Friday, April 17, 2009

Some Random Friday Ramblings

I'm feeling very random today.

Risky Business

In the old days, if you told me that my wife and two kids were leaving Friday night to go visit her sister for the entire weekend, I'd be pulling out my tighty-whities, Ray-Bans and button down shirt and digging around for my Bob Seger CD's.


These days? I'm not the same man. So while I might have before relished the idea of spending a weekend playing X-Box, sorting toys, watching movies where things get blown up, people curse and get naked with each other and eating nothing but pizza for every single meal, now I am feeling only sadness at the thought of being away from my family for 2 days, particularly Bennett.

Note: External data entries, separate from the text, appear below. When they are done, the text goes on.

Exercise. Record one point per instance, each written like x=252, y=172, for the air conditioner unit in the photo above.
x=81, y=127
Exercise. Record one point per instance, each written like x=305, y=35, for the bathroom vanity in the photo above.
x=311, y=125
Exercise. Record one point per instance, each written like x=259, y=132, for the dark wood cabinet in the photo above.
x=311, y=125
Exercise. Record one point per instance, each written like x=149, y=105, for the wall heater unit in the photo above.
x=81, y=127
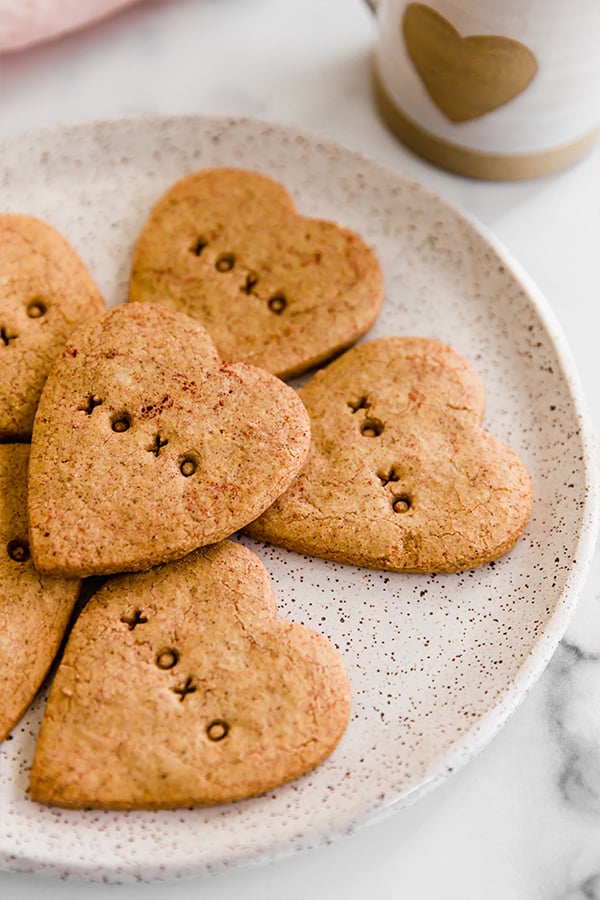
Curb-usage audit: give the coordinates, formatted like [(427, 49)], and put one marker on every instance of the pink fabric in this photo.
[(25, 22)]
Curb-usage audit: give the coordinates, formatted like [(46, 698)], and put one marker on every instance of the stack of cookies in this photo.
[(162, 427)]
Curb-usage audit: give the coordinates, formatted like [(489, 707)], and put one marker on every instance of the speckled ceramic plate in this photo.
[(437, 663)]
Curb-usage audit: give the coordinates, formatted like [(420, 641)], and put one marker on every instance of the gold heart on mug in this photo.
[(466, 77)]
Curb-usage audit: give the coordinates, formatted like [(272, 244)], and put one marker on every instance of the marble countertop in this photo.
[(522, 819)]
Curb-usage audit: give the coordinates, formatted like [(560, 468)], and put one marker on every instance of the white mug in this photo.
[(495, 89)]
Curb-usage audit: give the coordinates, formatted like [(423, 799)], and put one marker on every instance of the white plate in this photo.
[(437, 663)]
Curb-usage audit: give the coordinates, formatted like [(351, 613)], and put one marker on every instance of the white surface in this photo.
[(437, 663), (521, 820)]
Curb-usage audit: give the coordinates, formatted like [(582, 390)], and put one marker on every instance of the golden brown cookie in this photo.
[(146, 446), (181, 687), (401, 474), (34, 610), (273, 288), (45, 293)]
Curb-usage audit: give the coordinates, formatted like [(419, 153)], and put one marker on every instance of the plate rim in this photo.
[(538, 656)]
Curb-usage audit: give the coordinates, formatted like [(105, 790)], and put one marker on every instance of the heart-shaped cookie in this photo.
[(401, 474), (146, 446), (46, 292), (181, 687), (466, 77), (274, 289), (34, 610)]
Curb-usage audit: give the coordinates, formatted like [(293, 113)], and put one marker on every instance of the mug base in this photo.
[(476, 163)]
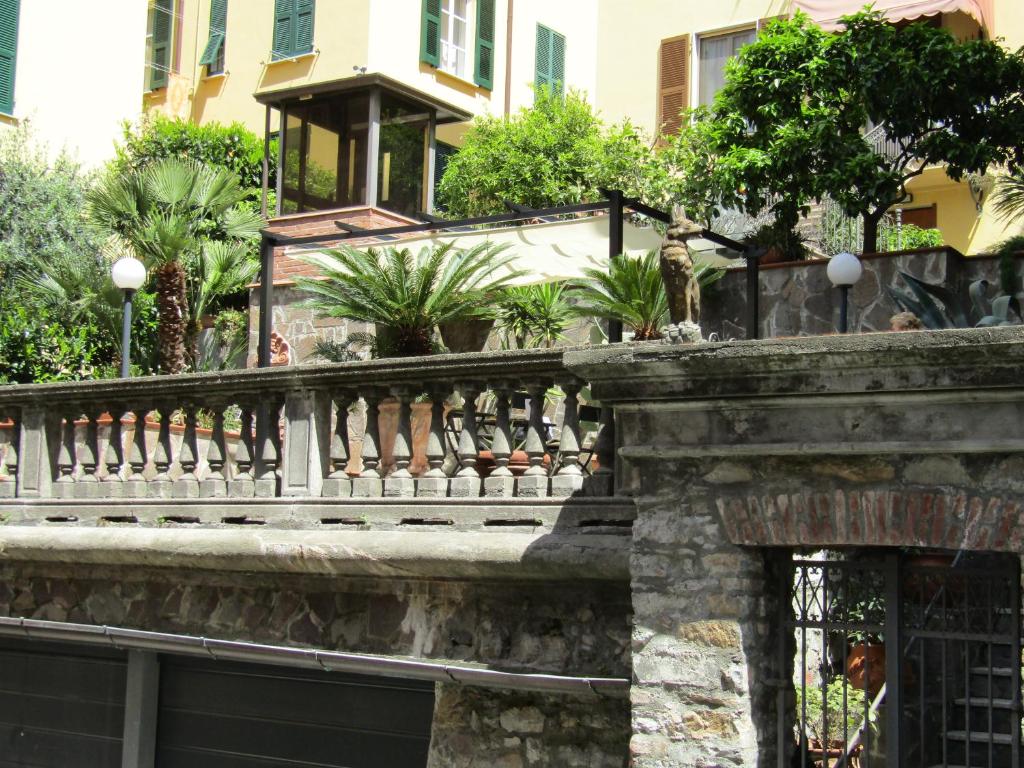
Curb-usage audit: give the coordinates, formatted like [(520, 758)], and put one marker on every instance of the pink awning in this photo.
[(827, 12)]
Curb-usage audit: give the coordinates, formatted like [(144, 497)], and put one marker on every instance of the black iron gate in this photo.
[(950, 694)]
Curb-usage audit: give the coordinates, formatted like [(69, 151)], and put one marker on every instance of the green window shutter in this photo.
[(484, 74), (558, 61), (163, 19), (542, 65), (8, 53), (284, 29), (430, 33), (304, 12), (218, 32)]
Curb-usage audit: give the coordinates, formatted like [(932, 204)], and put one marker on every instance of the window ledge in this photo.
[(296, 57), (443, 75)]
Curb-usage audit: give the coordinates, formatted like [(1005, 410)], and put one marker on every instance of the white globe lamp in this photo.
[(844, 270), (128, 273)]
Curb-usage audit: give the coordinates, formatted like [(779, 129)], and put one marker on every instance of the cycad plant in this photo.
[(179, 216), (407, 295), (535, 315), (632, 291)]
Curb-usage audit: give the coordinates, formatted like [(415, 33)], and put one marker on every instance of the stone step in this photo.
[(996, 671), (980, 736), (996, 704)]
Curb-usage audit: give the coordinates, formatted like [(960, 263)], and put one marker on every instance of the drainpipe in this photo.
[(508, 59)]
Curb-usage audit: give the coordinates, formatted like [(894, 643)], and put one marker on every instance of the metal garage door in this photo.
[(60, 706), (228, 715)]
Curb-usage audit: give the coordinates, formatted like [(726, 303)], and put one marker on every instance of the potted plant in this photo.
[(782, 243), (406, 296), (536, 315), (632, 291), (825, 718)]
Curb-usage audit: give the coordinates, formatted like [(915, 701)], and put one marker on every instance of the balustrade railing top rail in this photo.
[(430, 427)]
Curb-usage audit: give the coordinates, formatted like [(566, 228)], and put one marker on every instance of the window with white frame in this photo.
[(716, 50), (454, 36)]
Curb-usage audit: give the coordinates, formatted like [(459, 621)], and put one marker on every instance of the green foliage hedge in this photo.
[(232, 146)]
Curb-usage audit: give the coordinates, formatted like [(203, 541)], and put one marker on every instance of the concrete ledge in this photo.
[(382, 554), (583, 515)]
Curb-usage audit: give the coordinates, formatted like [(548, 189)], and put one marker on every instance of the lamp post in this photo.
[(844, 270), (128, 274)]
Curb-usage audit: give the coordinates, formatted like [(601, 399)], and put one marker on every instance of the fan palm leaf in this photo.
[(169, 213), (1008, 200)]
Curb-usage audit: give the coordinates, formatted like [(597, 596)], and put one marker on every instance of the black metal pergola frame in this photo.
[(615, 204)]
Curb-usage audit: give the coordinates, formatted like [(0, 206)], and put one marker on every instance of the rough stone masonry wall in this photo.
[(797, 299), (737, 454), (704, 614), (556, 629)]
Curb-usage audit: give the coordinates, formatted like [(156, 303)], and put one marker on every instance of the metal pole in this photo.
[(265, 301), (126, 336), (266, 163), (753, 294), (614, 249)]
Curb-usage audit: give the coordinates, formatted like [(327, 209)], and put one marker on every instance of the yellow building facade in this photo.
[(40, 47), (640, 59)]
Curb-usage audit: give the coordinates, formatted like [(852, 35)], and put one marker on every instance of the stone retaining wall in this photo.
[(797, 298), (555, 629)]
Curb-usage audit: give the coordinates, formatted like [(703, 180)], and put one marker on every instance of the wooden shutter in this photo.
[(430, 33), (542, 66), (8, 53), (304, 12), (557, 61), (163, 20), (284, 29), (673, 83), (484, 74), (218, 31)]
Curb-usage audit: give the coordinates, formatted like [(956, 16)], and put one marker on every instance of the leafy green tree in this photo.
[(56, 297), (555, 153), (186, 221), (232, 146), (787, 127), (408, 295)]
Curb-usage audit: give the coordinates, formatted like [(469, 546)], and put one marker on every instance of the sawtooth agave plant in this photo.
[(407, 295)]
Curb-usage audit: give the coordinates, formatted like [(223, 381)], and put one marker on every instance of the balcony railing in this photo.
[(285, 432)]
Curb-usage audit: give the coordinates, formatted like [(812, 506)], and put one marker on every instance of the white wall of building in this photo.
[(79, 73)]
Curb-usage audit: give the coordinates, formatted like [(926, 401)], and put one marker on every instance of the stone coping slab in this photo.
[(584, 516), (508, 556)]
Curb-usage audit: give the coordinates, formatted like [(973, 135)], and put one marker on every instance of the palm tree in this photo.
[(632, 291), (409, 296), (171, 214)]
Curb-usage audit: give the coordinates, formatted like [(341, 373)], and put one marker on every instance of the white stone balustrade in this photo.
[(443, 427)]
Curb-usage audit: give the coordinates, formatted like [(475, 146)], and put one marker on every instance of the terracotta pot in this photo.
[(466, 336), (518, 463), (865, 667)]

Weird huh? Well, I have tons of cleaning to do, gonna try and finally come up with a solution to this floor in the kitchen. It's just a horrible tile, we should replace it eventually. We had actually talked about a deck this year finally, but until we know how much the whole Bennett thing is gonna take out of pocket for us this year we have to curb any spending like that. Might need to come up with a plan on the yard work too, we really need to beautify the outside some more, our neighbors are really making us feel like we suck.


Madden as Hell

Well holy crap on a stick. John Madden is retiring.


Sunday Night Football was my favorite to watch lately, because I loved the team-up of Al Michaels and John Madden. But I guess at 73 the guy deserves it. I will say this, I'm happy with the replacement. If I would have picked anybody to put in there with Al it would be Chris Collinsworth. One of the best color men in the NFL.


The Epilepsy Storm

And so many people don’t even really know just how much it affects people worldwide. Sad really. But for those that care, this week's Newsweek magazine has a cover story on Epilepsy. The article here...

Newsweek Cover Story: A Storm in the Brain

...is only part of the story. If you have access to a newsstand I suggest you pick it up. Amazing read. Sadly, no real mention of Infantile Spasms. That pissed me off. But what are ya gonna do? They weren't writing a book and they had to sort of narrow the field a little to generalized epilepsy, and there are HUNDREDS of types.

This statement in the article REALLY hits me where it hurts. I cringe every single time I read it.

"There is a terrible irony here: because most people with epilepsy are not in a constant state of seizure—they are, rather, in perpetual but quiet danger—their condition can appear less serious than it truly is. It is all too human, but all too true, that a problem, including the problem of a serious medical affliction, stays out of mind when it is out of sight."


A Grand Farewell

Today was the last day of Bennett's ACTH injections. The drug, a first line treatment for children with Infantile Spasms, failed, and he has been on a fast wean off of it for the past couple of weeks. I'm thrilled that he doesn't have to get any more shots. I just wish it had worked.

See this?


That's what a vial looks like. That ONE vial is $25,000 worth of medicine right there. He went through four vials. That's $100,000 dollars against his lifetime insurance maximum that we will NEVER get back. What a crime that a drug like that can be allowed by our government to be so jacked-up in price because the company making it is the only one who DOES make it is truly beyond my comprehension. But at least it's out of our lives now.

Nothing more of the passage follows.